Cliques and old boy networks
Such connections pay off in France, where power is dependent to a large degree on who you know. Sarkozy is close friends with the heads of the major media conglomerates and television networks, and his influence extends into their editorial offices. When Sarkozy's wife Cécilia, herself a darling of the media, was pictured together with a lover on the cover ofParis Match in August 2005, the magazine's editor-in-chief was let go. All of which makes Sarkozy's claim that cliques and old boy networks will not be part of an administration under his leadership difficult to believe. In fact, Sarkozy himself -- and his entire career, for that matter -- would be completely unthinkable without them.
In retrospect, each of his steps seems masterfully planned, as if Sarkozy had already known by his mid-twenties where his life would take him. But then, as his career progressed, his was repeatedly faced with the unpredictable, with events that gave him the chance to demonstrate instinctively the kind of tough political animal he truly is.
One of his first opportunities to shine came in May 1993, when a hostage crisis captivated all of France. Sarkozy had only been a cabinet minister for six weeks when, in a kindergarten in his city of Neuilly, a crazed computer scientist took 21 children and one teacher hostage and demanded a ransom of 100 million francs. When the man threatened to blow up the school, his threat was taken seriously and the police wanted to storm the building. But Sarkozy, who was present at the scene, took over the negotiation.
Over the course of 46 hours Sarkozy, his shirt wet with perspiration, walked into the kindergarten seven times to negotiate with the hostage-taker. He spoke with the man, calmed him down, promised him the ransom money, gradually managed to secure the freedom of all the hostages and even offered himself as a hostage. In the end, all of the children and the teacher were saved and special forces shot the hostage-taker. The French had gotten their first taste of Nicolas Sarkozy -- as a young and courageous mayor and minister, and as someone prepared to do anything necessary to achieve his goals.

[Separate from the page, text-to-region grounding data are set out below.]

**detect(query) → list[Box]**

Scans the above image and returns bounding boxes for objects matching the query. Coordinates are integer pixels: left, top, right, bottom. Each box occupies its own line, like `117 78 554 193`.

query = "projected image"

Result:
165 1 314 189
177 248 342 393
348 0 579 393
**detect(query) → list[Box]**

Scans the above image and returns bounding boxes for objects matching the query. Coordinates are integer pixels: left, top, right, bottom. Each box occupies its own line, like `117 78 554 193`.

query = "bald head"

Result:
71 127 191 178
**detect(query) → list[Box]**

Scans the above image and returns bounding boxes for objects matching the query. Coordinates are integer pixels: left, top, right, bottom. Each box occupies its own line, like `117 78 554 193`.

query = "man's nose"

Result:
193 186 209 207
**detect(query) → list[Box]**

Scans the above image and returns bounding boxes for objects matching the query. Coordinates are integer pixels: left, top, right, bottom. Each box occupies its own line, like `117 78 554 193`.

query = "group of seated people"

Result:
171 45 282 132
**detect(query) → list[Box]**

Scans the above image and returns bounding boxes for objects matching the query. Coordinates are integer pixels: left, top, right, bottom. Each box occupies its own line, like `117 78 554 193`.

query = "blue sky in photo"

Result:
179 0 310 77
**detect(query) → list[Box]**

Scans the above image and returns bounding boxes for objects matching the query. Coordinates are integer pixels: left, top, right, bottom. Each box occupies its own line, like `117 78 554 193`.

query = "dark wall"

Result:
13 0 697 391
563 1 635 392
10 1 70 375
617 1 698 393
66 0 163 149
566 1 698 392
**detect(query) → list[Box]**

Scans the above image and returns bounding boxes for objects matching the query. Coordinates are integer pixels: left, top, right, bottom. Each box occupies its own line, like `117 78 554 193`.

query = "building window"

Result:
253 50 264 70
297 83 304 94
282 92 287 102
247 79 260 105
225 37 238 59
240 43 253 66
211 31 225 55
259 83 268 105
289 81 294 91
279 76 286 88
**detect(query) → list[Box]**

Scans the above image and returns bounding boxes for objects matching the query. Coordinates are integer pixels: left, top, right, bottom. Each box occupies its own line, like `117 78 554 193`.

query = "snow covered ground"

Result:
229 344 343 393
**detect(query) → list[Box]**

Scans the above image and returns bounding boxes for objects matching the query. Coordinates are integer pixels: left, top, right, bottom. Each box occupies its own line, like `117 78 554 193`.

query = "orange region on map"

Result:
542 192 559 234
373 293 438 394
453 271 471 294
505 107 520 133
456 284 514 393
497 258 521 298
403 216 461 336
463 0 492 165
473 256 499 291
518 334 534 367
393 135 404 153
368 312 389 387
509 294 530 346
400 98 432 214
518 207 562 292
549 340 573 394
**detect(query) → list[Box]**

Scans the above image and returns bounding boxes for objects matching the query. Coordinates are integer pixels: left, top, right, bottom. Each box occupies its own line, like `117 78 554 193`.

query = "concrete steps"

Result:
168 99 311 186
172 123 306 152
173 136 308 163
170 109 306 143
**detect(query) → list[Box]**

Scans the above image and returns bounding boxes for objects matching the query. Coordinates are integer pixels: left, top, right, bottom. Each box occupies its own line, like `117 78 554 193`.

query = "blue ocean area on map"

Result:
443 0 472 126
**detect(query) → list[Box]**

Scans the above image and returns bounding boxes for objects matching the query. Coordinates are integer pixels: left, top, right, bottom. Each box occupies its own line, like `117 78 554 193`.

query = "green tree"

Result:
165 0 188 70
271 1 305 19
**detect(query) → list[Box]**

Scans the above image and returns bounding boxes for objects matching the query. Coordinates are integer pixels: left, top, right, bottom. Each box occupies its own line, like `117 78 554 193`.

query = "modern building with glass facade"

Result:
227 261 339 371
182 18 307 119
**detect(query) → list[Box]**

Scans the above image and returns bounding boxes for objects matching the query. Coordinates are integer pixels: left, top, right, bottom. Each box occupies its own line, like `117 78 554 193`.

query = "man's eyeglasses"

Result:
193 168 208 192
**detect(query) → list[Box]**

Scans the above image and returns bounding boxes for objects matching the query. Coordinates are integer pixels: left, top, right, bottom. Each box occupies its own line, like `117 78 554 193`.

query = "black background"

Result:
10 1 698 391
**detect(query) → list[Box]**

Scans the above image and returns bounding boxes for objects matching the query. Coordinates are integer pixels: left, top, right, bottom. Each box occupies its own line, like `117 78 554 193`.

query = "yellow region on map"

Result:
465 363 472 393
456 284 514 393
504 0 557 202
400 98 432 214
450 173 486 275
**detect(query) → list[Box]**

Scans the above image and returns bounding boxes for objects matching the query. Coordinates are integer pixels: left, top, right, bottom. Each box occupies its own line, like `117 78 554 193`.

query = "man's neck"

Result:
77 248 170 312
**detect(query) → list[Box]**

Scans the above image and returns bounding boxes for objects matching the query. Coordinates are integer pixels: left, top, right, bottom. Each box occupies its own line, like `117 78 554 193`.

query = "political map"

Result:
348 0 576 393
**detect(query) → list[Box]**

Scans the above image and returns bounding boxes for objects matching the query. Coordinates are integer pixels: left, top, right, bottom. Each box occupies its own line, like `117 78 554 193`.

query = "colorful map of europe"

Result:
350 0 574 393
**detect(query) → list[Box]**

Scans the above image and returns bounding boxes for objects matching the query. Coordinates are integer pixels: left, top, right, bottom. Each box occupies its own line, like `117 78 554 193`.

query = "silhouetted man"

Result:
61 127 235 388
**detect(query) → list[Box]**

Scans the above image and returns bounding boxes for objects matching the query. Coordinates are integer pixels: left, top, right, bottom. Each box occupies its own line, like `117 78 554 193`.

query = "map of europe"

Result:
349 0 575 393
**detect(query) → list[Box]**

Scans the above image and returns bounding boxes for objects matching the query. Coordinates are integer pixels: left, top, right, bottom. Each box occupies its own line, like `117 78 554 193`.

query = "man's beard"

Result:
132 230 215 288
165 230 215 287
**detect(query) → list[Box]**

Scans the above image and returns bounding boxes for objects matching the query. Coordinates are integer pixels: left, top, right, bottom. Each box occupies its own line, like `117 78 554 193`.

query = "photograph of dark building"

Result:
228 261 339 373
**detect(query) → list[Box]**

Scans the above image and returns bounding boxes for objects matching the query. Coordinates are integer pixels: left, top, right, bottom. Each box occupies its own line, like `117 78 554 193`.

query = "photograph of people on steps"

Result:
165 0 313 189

A deserving veteran of politics
Similar scenes repeated themselves during the unrest in and around major French cities and during the riots in the suburbs in the fall of 2005. Although Sarkozy was no longer viewed as a hero at the time, the French saw him as a man of action who spent time at the scene of the riots and his nights at police stations, proving himself master of the situation. Meanwhile, the other leaders of the right and the left sat in their offices, commenting on the events from afar.
It is as if Sarkozy has been campaigning for years, or perhaps his entire life -- as if the goal of everything he has done has been to move into the Elysée Palace one day as master of the house.
To reach that goal, he will have to focus on yet another campaign tour, his 12th or 13th such drive. He has traveled the country with prime ministers, with candidates, presidents and losers. Sarkozy, at 52, is a deserving veteran of politics.
He knows the country, every one of its regions and Departments, and all of its cities -- and he has heard all of its problems. During his appearances, it sometimes seems as though he believed he had all the solutions at his fingertips. It is precisely at these moments that he seems uncanny, this man who is so convinced that he is familiar with the lives of his voters and speaks the language of the people. His message is: I'm ready. But the question now is whether France is ready for him? For Nicolas Sarkozy, it's a matter of victory or defeat as he nears the finish line of his lifelong Tour de France.